The gateway supports per-request overrides, capability-aware routing, and request tracing — all configurable via fleet.yaml.

Header Pass-Through (E-1)

Forward arbitrary HTTP headers from clients through to backend models:

# fleet.yaml
gateway:
  passthrough_headers:
    - X-Access-Token
    - X-Correlation-ID
    - X-Trace-Parent

# Client sends headers → they reach the backend automatically
curl http://localhost:8000/v1/chat/completions \
  -H "X-Access-Token: tok_abc123" \
  -H "X-Correlation-ID: req-789" \
  -H "Content-Type: application/json" \
  -d '{"messages": [{"role": "user", "content": "Hello"}]}'

Tool-Use & JSON Mode Capability Filtering (E-2, E-8)

Requests with tools or response_format: {type: json_object} are automatically routed only to models that support those features:

models:
  - name: gpt-4o
    capabilities:
      supports_tools: true
      supports_json_mode: true
  - name: llama-3-8b
    capabilities:
      supports_tools: false
      supports_json_mode: false

# This request will only be routed to gpt-4o (has tool support)
response = client.chat.completions.create(
    model="auto",
    messages=[{"role": "user", "content": "What's the weather?"}],
    tools=[{
        "type": "function",
        "function": {"name": "get_weather", "parameters": {}}
    }],
)

# This request will only go to JSON-capable models
response = client.chat.completions.create(
    model="auto",
    messages=[{"role": "user", "content": "List 3 colors as JSON"}],
    response_format={"type": "json_object"},
)

Per-Request Strategy Override (E-3)

Override the fleet-wide routing strategy on a per-request basis:

gateway:
  strategy_header: X-KVFleet-Strategy  # default

# Force cost-first for this request, even if fleet uses hybrid_score
curl http://localhost:8000/v1/chat/completions \
  -H "X-KVFleet-Strategy: cost_first" \
  -H "Content-Type: application/json" \
  -d '{"messages": [{"role": "user", "content": "Quick test"}]}'

Supported values: cost_first, latency_first, quality_first, hybrid_score, cheap_cascade, round_robin, weighted, random, semantic, domain, epsilon_greedy, ucb1, thompson_sampling, exp3

Per-Request Model Allowlist (E-4)

Restrict which models can serve a specific request:

# Only consider these two models for this request
curl http://localhost:8000/v1/chat/completions \
  -H "X-KVFleet-Models: llama-3-70b, gpt-4o" \
  -H "Content-Type: application/json" \
  -d '{"messages": [{"role": "user", "content": "Important task"}]}'

Tenant ID from Header (E-5)

Extract tenant identity from a configurable header for per-tenant routing and budget enforcement:

gateway:
  tenant_header: X-Tenant-ID

curl http://localhost:8000/v1/chat/completions \
  -H "X-Tenant-ID: team-ml" \
  -H "Content-Type: application/json" \
  -d '{"messages": [{"role": "user", "content": "Hello"}]}'
# → Routes according to team-ml's model preferences and budget

Model Type Classification (E-6)

Classify models as chat, embedding, completion, or rerank.
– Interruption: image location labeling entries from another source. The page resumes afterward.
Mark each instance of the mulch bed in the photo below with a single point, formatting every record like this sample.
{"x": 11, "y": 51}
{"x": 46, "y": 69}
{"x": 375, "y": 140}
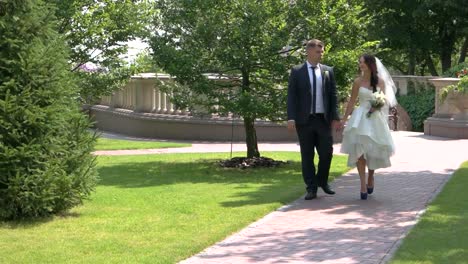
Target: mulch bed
{"x": 245, "y": 163}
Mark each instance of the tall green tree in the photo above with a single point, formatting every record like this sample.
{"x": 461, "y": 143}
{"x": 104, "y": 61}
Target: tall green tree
{"x": 46, "y": 165}
{"x": 430, "y": 33}
{"x": 242, "y": 43}
{"x": 238, "y": 41}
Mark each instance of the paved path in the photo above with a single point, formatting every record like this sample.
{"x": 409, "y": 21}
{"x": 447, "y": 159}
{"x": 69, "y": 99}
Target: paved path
{"x": 342, "y": 228}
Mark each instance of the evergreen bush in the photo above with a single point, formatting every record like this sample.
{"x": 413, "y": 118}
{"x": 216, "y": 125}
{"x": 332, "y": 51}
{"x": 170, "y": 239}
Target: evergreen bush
{"x": 46, "y": 165}
{"x": 419, "y": 103}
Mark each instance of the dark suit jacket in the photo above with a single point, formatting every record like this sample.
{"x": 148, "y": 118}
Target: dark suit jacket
{"x": 300, "y": 94}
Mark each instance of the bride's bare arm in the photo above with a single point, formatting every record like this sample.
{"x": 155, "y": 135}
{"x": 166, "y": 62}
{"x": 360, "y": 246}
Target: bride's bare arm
{"x": 352, "y": 100}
Non-chat models are automatically excluded from /v1/chat/completions routing:

models:
  - name: gpt-4o
    capabilities:
      model_type: chat  # default
  - name: text-embedding-3
    capabilities:
      model_type: embedding  # excluded from chat routing
  - name: reranker-v2
    capabilities:
      model_type: rerank  # excluded from chat routing

# Programmatic filtering
from kvfleet.registry.models import ModelRegistry

reg = ModelRegistry()
chat_models = reg.list_models(model_type="chat")       # Only chat models
embeddings = reg.list_models(model_type="embedding")    # Only embedding models

Per-Request Timeout Override (E-9)

Override the default timeout per request:

# Allow 30 seconds for this complex request (value in milliseconds)
curl http://localhost:8000/v1/chat/completions \
  -H "X-KVFleet-Timeout: 30000" \
  -H "Content-Type: application/json" \
  -d '{"messages": [{"role": "user", "content": "Write a detailed essay..."}]}'

Request ID Propagation (E-10)

Send X-Request-ID to trace requests end-to-end. If not provided, one is generated automatically:

curl -v http://localhost:8000/v1/chat/completions \
  -H "X-Request-ID: my-trace-001" \
  -H "Content-Type: application/json" \
  -d '{"messages": [{"role": "user", "content": "Hello"}]}'
# Response headers include:
#   X-Request-ID: my-trace-001
# Response body includes:
#   {"id": "my-trace-001", ...}

Shared Connection Pooling (E-7)

Adapters that share the same endpoint and API key automatically reuse a single HTTP connection pool, reducing memory and connection overhead. Health probes are also deduplicated with a 5-second TTL to avoid redundant checks.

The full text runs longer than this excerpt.